The book ends with an anecdotal story about smuggling and the consequent evasion of customs ships.  It’s not clear whether Conrad was a smuggler (although nowhere does he say that he wasn’t), but the conclusion of his story involves crashing their little ship into a Mediterranean rock on purpose to confuse the pursuing authorities by causing it to suddenly vanish.  After rowing ashore, Conrad says farewell to his smuggling associates and apparently abandons crime.  The main character in the story, and Conrad’s friend, resembles Peyrol, the protagonist in Conrad’s “The Rover”, a story with a similar plot about a retired seaman and a desperate gamble to escape the revenuers.

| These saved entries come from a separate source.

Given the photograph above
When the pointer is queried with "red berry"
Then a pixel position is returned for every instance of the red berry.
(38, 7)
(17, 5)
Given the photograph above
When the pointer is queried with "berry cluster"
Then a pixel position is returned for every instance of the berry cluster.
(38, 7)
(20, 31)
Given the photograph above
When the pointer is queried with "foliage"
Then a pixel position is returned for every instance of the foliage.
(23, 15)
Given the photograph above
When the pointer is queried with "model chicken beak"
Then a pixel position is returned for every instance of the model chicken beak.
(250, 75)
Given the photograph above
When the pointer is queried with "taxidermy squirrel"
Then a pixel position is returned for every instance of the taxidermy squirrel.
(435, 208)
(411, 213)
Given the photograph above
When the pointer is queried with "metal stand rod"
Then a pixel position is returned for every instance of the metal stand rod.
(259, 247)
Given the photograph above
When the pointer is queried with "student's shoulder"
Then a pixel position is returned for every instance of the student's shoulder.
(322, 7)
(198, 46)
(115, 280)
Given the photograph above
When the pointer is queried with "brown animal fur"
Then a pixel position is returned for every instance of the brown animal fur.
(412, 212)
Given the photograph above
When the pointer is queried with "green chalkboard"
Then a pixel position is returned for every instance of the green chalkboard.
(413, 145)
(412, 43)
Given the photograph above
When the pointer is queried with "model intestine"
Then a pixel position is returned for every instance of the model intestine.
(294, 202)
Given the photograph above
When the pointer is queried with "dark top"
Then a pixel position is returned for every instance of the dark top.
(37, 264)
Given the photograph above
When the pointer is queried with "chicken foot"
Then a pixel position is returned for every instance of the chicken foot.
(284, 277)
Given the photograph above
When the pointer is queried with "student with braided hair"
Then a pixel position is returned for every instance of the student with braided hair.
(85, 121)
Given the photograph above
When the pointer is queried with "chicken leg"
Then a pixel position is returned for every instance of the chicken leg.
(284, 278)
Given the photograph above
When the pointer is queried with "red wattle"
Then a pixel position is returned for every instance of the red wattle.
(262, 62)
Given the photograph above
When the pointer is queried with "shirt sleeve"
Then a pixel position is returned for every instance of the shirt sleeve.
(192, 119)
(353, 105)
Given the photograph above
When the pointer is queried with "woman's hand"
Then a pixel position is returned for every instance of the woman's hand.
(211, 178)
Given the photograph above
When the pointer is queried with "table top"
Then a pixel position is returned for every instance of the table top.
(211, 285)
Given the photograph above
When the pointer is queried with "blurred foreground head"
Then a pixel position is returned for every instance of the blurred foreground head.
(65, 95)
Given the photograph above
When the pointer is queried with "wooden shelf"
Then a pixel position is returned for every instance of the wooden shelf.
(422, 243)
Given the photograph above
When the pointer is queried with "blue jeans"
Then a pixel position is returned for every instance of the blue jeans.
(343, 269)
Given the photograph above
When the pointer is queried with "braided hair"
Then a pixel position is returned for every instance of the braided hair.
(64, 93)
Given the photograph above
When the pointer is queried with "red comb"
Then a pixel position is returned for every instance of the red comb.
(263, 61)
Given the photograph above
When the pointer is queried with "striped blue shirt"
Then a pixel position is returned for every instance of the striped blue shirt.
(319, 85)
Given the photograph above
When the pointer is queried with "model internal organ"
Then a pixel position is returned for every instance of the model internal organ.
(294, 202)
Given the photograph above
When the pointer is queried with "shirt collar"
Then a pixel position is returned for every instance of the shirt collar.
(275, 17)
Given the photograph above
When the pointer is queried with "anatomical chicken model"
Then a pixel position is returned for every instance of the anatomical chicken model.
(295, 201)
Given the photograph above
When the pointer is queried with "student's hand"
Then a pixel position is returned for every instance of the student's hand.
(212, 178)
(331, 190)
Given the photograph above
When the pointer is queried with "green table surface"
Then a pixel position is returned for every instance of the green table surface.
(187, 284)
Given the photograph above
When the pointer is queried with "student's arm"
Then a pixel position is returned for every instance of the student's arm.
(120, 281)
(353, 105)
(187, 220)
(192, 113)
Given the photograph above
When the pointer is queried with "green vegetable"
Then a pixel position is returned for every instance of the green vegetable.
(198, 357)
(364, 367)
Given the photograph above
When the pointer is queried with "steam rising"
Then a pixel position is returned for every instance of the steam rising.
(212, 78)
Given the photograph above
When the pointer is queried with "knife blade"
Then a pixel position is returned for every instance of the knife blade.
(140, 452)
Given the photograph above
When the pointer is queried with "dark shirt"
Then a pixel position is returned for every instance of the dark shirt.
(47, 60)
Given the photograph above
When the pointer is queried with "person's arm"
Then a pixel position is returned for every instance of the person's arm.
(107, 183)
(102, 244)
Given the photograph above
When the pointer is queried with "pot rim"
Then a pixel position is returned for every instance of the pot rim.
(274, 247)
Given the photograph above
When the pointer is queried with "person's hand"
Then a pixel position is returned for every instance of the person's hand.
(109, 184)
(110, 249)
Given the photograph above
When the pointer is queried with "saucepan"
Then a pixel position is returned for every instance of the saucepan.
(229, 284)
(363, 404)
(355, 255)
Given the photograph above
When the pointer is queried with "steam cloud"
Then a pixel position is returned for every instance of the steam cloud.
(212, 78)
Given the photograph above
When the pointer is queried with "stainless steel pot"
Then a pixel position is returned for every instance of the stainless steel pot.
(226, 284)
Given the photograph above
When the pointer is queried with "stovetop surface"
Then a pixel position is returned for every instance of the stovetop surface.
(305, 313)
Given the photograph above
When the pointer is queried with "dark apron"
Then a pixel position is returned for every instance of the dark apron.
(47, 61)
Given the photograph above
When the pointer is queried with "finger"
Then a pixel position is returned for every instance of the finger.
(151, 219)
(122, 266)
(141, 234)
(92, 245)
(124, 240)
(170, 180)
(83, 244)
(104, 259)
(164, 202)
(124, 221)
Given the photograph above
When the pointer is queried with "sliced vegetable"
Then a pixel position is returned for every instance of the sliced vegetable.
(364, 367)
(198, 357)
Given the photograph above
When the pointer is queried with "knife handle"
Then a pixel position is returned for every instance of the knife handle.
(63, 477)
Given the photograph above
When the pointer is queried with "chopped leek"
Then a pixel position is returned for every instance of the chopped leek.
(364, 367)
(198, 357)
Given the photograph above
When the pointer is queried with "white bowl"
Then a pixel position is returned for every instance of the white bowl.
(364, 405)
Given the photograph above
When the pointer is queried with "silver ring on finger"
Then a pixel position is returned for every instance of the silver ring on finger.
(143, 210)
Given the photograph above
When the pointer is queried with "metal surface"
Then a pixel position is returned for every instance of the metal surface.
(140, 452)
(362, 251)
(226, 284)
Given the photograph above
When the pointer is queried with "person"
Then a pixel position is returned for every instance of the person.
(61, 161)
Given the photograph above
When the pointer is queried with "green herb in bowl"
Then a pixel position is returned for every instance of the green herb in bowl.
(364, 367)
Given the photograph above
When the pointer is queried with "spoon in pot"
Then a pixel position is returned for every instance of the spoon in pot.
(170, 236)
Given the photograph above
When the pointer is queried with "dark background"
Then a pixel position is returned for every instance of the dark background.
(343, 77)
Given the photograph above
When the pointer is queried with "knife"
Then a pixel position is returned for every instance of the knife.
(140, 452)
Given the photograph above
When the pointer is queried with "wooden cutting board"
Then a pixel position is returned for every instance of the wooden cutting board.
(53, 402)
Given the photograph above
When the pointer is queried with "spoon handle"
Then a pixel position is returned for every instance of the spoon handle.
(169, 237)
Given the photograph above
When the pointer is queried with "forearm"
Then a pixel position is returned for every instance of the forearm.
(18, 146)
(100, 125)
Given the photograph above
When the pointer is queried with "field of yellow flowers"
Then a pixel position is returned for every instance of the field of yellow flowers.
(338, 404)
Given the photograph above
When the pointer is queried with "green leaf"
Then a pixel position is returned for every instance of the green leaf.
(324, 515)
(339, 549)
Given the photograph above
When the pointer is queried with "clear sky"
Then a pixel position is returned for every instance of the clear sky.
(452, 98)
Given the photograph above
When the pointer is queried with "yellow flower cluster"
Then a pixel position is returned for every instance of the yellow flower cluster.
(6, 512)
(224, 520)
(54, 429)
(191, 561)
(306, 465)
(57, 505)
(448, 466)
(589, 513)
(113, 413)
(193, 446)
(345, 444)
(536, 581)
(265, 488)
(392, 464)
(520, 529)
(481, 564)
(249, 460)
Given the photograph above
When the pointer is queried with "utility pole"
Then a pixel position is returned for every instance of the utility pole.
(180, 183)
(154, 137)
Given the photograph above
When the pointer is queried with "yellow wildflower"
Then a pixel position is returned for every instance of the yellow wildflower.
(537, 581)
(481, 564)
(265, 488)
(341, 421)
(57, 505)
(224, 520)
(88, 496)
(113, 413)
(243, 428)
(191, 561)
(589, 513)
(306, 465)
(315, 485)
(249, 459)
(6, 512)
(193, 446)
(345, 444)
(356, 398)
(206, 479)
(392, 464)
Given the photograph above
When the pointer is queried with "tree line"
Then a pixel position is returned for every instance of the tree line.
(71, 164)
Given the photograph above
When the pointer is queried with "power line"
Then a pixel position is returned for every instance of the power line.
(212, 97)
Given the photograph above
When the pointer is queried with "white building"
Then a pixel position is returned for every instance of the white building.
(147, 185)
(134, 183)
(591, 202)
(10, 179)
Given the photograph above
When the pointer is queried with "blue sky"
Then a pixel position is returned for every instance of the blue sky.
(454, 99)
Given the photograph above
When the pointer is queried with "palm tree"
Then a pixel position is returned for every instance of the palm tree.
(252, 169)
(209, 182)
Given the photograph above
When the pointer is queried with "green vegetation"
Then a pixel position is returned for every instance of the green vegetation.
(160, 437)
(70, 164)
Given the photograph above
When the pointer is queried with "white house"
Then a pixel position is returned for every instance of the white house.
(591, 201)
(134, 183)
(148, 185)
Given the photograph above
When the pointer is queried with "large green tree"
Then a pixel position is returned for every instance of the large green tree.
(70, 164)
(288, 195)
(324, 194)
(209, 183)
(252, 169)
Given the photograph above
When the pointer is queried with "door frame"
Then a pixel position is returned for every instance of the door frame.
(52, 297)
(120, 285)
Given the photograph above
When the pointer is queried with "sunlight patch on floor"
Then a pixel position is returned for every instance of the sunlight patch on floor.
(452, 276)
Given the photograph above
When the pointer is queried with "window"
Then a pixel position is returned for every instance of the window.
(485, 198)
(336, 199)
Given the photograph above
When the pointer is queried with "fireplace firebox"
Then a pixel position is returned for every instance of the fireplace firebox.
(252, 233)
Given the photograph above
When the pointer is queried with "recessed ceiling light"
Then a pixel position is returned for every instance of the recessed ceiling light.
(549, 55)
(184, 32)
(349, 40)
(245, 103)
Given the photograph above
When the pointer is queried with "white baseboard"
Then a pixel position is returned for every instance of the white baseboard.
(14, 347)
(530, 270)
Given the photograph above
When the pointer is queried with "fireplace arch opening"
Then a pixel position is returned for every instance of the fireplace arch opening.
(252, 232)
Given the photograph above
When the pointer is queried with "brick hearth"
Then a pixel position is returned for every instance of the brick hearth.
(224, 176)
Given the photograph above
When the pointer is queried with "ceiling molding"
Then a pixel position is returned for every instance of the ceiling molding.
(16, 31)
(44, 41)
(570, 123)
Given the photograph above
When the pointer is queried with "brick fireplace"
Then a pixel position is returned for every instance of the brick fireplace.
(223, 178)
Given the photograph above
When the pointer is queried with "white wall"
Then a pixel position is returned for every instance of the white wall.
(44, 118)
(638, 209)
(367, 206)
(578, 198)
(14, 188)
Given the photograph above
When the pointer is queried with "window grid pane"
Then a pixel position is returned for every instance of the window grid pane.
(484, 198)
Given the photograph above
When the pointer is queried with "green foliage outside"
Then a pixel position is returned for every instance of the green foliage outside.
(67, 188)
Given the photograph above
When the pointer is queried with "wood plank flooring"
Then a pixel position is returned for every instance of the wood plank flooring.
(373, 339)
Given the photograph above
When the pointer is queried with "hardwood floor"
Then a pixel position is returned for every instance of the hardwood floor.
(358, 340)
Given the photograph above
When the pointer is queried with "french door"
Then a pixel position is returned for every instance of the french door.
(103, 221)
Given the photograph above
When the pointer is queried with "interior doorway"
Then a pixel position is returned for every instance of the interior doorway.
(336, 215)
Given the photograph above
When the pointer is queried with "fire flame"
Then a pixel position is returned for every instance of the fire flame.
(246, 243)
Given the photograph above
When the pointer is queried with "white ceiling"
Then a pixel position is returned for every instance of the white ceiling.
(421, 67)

In some ways i found this the most interesting book of Conrad’s i’ve read.  It’s uneven:  he sort of wanders around the planet, describing in a desultory way the varying places he’s had adventures in and devoting a lot of print to descriptions of the ocean in its geographical and climatic variations.  But he comes closer to portraying his own states of mind than in any of his other works that i’m familiar with.  I’ve read in other places that he was quite morose in his later years and i assume that was a result of his thinking about man and his relation with the universe.